Mi è capitato l’anno scorso di difendere un mio cliente da un reato piuttosto spigoloso e pieno di insidie (naturalmente parlo sul piano legale della difesa) presso la Corte di Assise di Venezia.
Mi stavo organizzando ben benino per il viaggio e per il soggiorno già pregustandomi un periodo abbastanza lungo da solo, quando Marta mi dice che, trattandosi di Venezia, vuole venire anche lei e, poiché non sopporta gli arei ed a me non piacciono i treni, haimé mi tocca un viaggio in macchina.
Ho cercato disperatamente di dissuaderla, ho telefonato ad alcune sue amiche perché le trovassero qualcosa da fare qui: macché tutto inutile. Testarda ed irremovibile.
– Tanto caro ho organizzato tutto io, staremo da quei tuoi cugini a Padova, tu potrati andare in tribunale ed io sarò in compagnia di care amiche – cugine che non vedevo da una vita.
Come al solito il diavolo fa le pentole ma non i coperchi, per cui, ormai rassegnato, chiamai il meccanico e feci dare una controllata alla macchina grande che uso soltanto una o due volte l’anno.
L’indomani mattina si parte: valigia grande, piccola, media, minuscola, beauty case, valigetta, valigiona, insomma sembrava che a Marta fosse venuta la sindrome del traslocatore. Meno male che il cofano della mia macchina è molto capiente.
Durante il viaggio si parlucchia del più e del meno ma ogni tanto la osservo per come è vestita e per come è, e nonostante i 35 anni di matrimonio ne sono ancora innamorato, oltre ad esserne ingrifato per via di quei suoi eleganti vestiti leggerissimi e svolazzanti con scollature vertiginose sopra due tette marmoree a dispetto dell’età e della quinta misura.

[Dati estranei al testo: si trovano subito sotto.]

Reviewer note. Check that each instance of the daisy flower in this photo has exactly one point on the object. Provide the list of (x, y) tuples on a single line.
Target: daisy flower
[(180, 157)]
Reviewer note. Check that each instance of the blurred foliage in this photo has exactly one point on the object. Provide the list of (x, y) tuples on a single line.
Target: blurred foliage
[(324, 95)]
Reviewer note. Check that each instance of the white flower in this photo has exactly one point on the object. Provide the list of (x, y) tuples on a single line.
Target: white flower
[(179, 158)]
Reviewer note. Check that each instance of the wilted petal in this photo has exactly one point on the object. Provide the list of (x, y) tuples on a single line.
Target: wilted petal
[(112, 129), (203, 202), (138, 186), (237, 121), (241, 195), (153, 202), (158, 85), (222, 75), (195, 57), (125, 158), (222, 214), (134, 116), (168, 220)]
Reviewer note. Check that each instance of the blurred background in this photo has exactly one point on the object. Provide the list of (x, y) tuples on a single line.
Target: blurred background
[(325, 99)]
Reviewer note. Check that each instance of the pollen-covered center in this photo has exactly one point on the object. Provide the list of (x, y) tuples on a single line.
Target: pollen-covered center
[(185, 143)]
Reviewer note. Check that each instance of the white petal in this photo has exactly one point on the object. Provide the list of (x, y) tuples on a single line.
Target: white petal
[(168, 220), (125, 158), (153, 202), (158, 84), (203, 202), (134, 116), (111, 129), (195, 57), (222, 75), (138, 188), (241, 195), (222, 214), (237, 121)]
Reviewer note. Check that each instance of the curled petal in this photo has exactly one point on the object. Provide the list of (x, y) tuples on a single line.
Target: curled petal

Il viaggio fila liscio nel silenzio della mia vecchia e gloriosa auto da viaggio (o da parata come dice mia figlia) e con le note di un concerto di Corelli (a me fa impazzire la musica classica e l’ascolto sempre).
Però adesso si deve far pipì, prendere un caffè, i giornali, fumarsi una sigaretta (in auto è vietato).
Arriviamo in una bella stazione di servizio dalle parti di San Benedetto del Tronto, scendiamo dall’auto andiamo al bar, caffè, giornali, sigarette e pipì. Ma mentre sto andando in bagno noto un signore, ben vestito, più basso e più magro di me, con un cappello bianco che ronza intorno a Marta e lei lo lascia ronzare, finquando vedo che il tizio le si para di fronte si toglie il cappello e le bacia la mano. Nel frattempo per vedere dove la cosa andava a parare stavo per farmi pipì addosso, per cui fui costretto ad abbandonare la scena.
Al mio ritorno Marta non c’era più e nemmeno il tizio col cappello bianco: automaticamente mi si rizzò l’uccello, manco fosse l’attrezzo di un rabdomante, già immaginando con quella scollatura cosa potesse star combinando.
Mi diressi al parcheggio vicino alla mia auto e nel tergicristallo trovai un bigliettino che diceva: “Sono nel boschetto a far due passi con un amico”.
Il mio uccello divenne un uccello da tiro e mi tirò di corsa nel bosco di pini dove, dietro un cespuglio c’era Marta, completamente nuda e quel tizio che si faceva una ricca spagnola tra le tette di Marta.
Appena Marta mi vide mi invitò ad unirmi a loro ma stranamente preferii stare a guardare come quel tizio così “perbene” si stava scopando mia moglie e lei le offriva tutti i suoi orifizi ormai sbrodolanti di umori, prendendola da dietro e lasciandole pendere e ballonzolare le tette ad ogni colpo inferto e che Marta assecondava con i suoi movimenti.
La scena era così eccitante che dovetti tirar fuori l’uccello dai pantaloni e sborrare senza che mi fossi toccato per nulla.
Dopo che Marta e lo sconosciuto terminarono il loro amplesso con un bocchino che così non ne aveva mai fatti a me, ricomposti i fedrigrafi si passò alle presentazioni, per cui il signor cappello bianco era un architetto convocato (da me) quale testimone nel mio stesso processo presso la Corte di Assise di Venezia.